Las hormonas de la felicidad hacen que nos olvidemos de la economía. Cuando éstas rondan por nuestra cabeza y sus efectos se dejan notar en nuestro ánimo, el altruismo inunda nuestra existencia.
No hay costes, no hay kilómetros, no hay horas, no hay pérdidas. Cualquier esfuerzo por la persona de al lado se torna placer: da igual lo poco que se duerma con tal de compartir tiempo con ella; los kilómetros que haga falta recorrer; la de tiempo que inviertas escuchando sus historias; el dinero de aquel regalo perfecto.
Pero en cuanto la hormona deja de ser segregada, los conocimientos en economía parecen abalanzarse en masa contra nuestro raciocinio. Es entonces cuando empezamos a razonar y racionar el uso que hacemos de nuestro tiempo, nuestro dinero y nuestra paciencia. A menores niveles de felicidad, cada acto se convierte en una inversión que parece no dar el rendimiento deseado.

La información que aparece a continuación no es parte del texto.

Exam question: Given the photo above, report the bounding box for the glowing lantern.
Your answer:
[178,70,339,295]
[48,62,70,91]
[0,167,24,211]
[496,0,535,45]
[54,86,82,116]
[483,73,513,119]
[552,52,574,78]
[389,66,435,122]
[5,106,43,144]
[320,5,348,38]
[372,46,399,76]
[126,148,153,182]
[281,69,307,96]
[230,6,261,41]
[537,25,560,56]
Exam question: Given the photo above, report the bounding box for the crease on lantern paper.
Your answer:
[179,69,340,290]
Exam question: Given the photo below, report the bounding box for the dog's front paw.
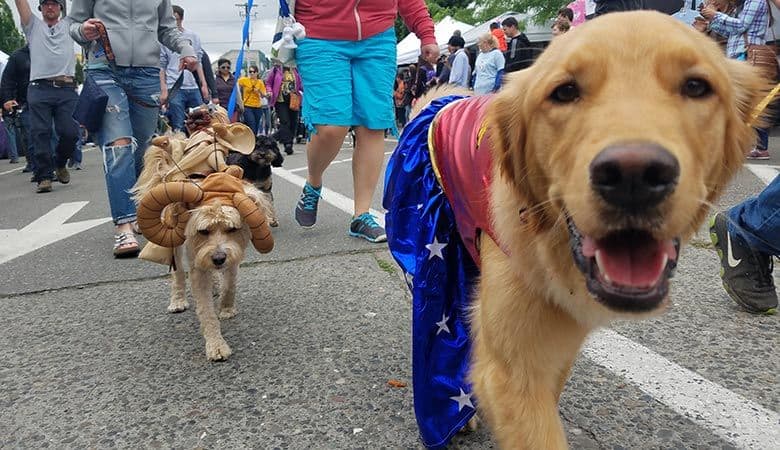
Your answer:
[219,307,237,320]
[206,338,233,361]
[168,300,190,313]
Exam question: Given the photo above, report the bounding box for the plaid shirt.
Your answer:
[710,0,769,58]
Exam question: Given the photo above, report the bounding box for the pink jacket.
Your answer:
[265,66,303,106]
[294,0,436,45]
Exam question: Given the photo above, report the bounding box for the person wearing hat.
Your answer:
[447,36,471,88]
[15,0,79,193]
[593,0,643,18]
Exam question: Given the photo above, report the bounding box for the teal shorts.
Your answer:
[295,28,397,135]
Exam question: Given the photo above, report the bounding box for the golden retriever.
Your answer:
[388,11,768,449]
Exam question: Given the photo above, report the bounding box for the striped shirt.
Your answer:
[710,0,769,58]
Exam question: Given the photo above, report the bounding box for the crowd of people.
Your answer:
[0,0,780,312]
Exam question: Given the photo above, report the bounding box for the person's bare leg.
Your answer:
[352,127,385,217]
[306,125,349,187]
[108,138,133,234]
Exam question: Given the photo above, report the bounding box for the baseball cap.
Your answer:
[447,36,466,48]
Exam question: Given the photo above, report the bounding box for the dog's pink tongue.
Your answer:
[594,239,677,288]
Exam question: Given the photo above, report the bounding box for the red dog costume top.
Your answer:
[428,95,498,266]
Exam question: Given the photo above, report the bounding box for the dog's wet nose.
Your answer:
[590,144,680,210]
[211,251,227,267]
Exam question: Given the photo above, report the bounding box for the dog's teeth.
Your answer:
[596,250,612,284]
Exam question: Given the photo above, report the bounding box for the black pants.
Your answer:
[27,84,79,181]
[274,97,298,147]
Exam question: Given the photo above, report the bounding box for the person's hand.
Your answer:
[701,5,718,20]
[3,100,19,112]
[81,19,100,41]
[179,56,198,72]
[420,44,439,64]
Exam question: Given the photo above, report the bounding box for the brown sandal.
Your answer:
[114,232,141,258]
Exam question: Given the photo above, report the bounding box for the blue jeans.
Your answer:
[27,83,78,181]
[3,120,19,161]
[244,106,263,136]
[88,67,160,225]
[168,89,203,131]
[70,129,84,164]
[728,176,780,255]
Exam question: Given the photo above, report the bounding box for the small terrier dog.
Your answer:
[226,136,284,227]
[138,174,273,361]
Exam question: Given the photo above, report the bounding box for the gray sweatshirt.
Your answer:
[68,0,195,67]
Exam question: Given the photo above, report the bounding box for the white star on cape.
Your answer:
[450,388,474,412]
[425,236,447,260]
[436,313,451,336]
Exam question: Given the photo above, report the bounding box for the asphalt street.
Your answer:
[0,137,780,449]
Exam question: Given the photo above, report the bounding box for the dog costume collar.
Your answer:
[428,95,508,265]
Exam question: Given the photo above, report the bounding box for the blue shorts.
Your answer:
[295,28,396,134]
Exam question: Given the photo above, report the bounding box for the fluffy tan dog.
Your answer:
[138,171,273,361]
[394,12,767,450]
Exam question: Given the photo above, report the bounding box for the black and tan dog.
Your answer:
[226,136,284,227]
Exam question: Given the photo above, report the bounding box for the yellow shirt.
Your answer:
[238,77,266,108]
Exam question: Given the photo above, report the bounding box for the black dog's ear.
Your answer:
[225,150,244,166]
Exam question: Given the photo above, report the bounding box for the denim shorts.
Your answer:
[295,28,396,134]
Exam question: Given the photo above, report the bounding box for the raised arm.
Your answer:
[14,0,32,27]
[68,0,97,45]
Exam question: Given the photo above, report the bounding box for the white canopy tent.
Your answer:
[463,12,553,47]
[396,16,473,65]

Y la economía termina de hacer su gran aparición en escena cuando la felicidad se torna odio, decepción o traición. Cada inversión realizada, que parecía ya saldada y olvidada, vuelve a la mente cual cobrador para ser acoquinada. No se perdona un segundo, un metro, un céntimo. Queremos pasar la factura de nuestras inversiones, a pesar de que, en la mayoría de los casos, esa extensa factura que la felicidad antes escondía, jamás llegará a ser cobrada. Vemos cómo toda nuestra inversión se pierde, se esfuma, sin dejar si quiera una retribución aparente en el primer momento.
Pero precisamente cuando la economía está más presente, es el momento de hablar de verdad en términos económicos mirando más allá de nuestras inversiones. Fijarse en la economía de la otra persona. Ver, no ya lo que invirtió en nosotros para llegar a una meticulosa comparación, sino, tal vez, las ganancias que dejará de percibir. Es el momento preciso para preguntarse: ¿has obtenido pérdidas tú con la otra persona en el pasado, o será la otra persona quien empiece a partir de ahora a tener pérdidas con tu marcha?